Het thema dat u gekozen heeft, ligt mij aan het hart; reeds bij verschillende gelegenheden kon ik het ter sprake brengen en uitnodigen het te verdiepen. Het gaat om de bestudering van criteria en nieuwe modaliteiten zodat vrouwen niet de indruk hebben geherbergd te zijn, maar dat zij in verschillende middens volkomen kunnen deelnemen van het sociale en kerkelijke leven. De Kerk is vrouwelijk, de Kerk is “zij”, niet “hij”. Dit is een uitdaging die niet langer kan uitgesteld worden. Ik zeg dit tot de herders van de Christengemeenschap, die de universele Kerk vertegenwoordigen, maar ook tot de vrouwelijke en mannelijke leken die op verscheiden wijzen geëngageerd zijn in cultuur, onderwijs, economie, politiek, in de wereld van de arbeid, in gezinnen en religieuze instellingen.

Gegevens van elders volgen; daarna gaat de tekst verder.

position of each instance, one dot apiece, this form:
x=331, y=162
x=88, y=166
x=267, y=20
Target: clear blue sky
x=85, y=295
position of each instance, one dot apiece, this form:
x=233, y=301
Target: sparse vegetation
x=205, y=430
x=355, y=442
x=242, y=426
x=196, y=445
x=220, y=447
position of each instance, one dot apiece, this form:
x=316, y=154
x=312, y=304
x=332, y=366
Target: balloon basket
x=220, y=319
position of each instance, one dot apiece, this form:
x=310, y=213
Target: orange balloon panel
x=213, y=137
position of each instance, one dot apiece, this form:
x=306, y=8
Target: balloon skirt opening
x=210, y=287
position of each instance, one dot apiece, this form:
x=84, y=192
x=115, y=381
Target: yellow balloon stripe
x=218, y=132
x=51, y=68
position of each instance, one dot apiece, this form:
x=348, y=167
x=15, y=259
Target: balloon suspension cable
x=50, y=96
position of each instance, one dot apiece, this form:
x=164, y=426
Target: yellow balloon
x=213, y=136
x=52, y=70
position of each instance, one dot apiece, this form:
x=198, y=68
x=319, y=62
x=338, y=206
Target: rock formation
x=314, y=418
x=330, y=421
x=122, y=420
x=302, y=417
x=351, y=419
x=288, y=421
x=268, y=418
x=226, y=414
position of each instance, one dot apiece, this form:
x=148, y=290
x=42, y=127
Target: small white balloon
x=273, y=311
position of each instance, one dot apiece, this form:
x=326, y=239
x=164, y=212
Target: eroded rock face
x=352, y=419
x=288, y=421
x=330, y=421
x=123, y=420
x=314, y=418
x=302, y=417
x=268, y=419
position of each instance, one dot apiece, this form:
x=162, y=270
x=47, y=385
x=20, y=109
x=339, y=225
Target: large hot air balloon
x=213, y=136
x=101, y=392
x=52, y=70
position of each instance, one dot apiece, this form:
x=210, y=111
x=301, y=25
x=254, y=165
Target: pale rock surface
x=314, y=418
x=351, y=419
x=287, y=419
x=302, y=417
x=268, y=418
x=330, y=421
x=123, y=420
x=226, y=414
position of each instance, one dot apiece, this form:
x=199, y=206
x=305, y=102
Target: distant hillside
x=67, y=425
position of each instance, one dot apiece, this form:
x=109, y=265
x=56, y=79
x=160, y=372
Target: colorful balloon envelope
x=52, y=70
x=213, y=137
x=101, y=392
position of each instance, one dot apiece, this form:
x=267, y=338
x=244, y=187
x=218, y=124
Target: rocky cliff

De thematische ordening die u voor het verloop van deze dagen gepland heeft – een arbeid die ook in de toekomst zal vervolgd worden – laat mij toe u een weg aan te wijzen, u enkele richtlijnen te geven om deze arbeid tot ontplooiing te brengen in de wereld, in het hart van alle culturen, in de dialoog met de verschillende godsdienstige belijdenissen.
Het eerste thema is: Tussen gelijkheid en verschillen: het zoeken van een evenwicht. Doch, een evenwicht dat harmonieus is, niet alleen evenwichtig. Dit aspect mag niet ideologisch aangepakt worden, want de “wolf” van de ideologie verhindert een goede kijk op de werkelijkheid. De gelijkheid en verscheidenheid van de vrouw – zoals trouwens die van de man – worden beter gezien in het perspectief van een “met”, van een relatie, dan van het “tegen”. Reeds lang hebben wij, tenminste in de Westerse samenlevingen, het model van sociale ondergeschiktheid van de vrouw tegenover de man, de rug toegekeerd, een eeuwenoud model waarvan de negatieve effecten echter nooit helemaal uitgezuiverd zijn.Wij zijn ook een tweede model tegengekomen, dat van de mechanisch toegepaste volstrekte gelijkheid (parità) en dat van de absolute gelijkheid (uguagkianze). Zo heeft zich een nieuw paradigma gevormd, dat van de wederzijdsheid in de gelijkwaardigheid en in het verschil. Dus, de man-vrouw relatie zou moeten erkennen dat zowel de ene als de andere nodig is, want ja, zij bezitten een identieke natuur maar met eigen modaliteiten. De ene is nodig voor de andere en omgekeerd, zodat er werkelijk totaliteit van de persoon zou zijn.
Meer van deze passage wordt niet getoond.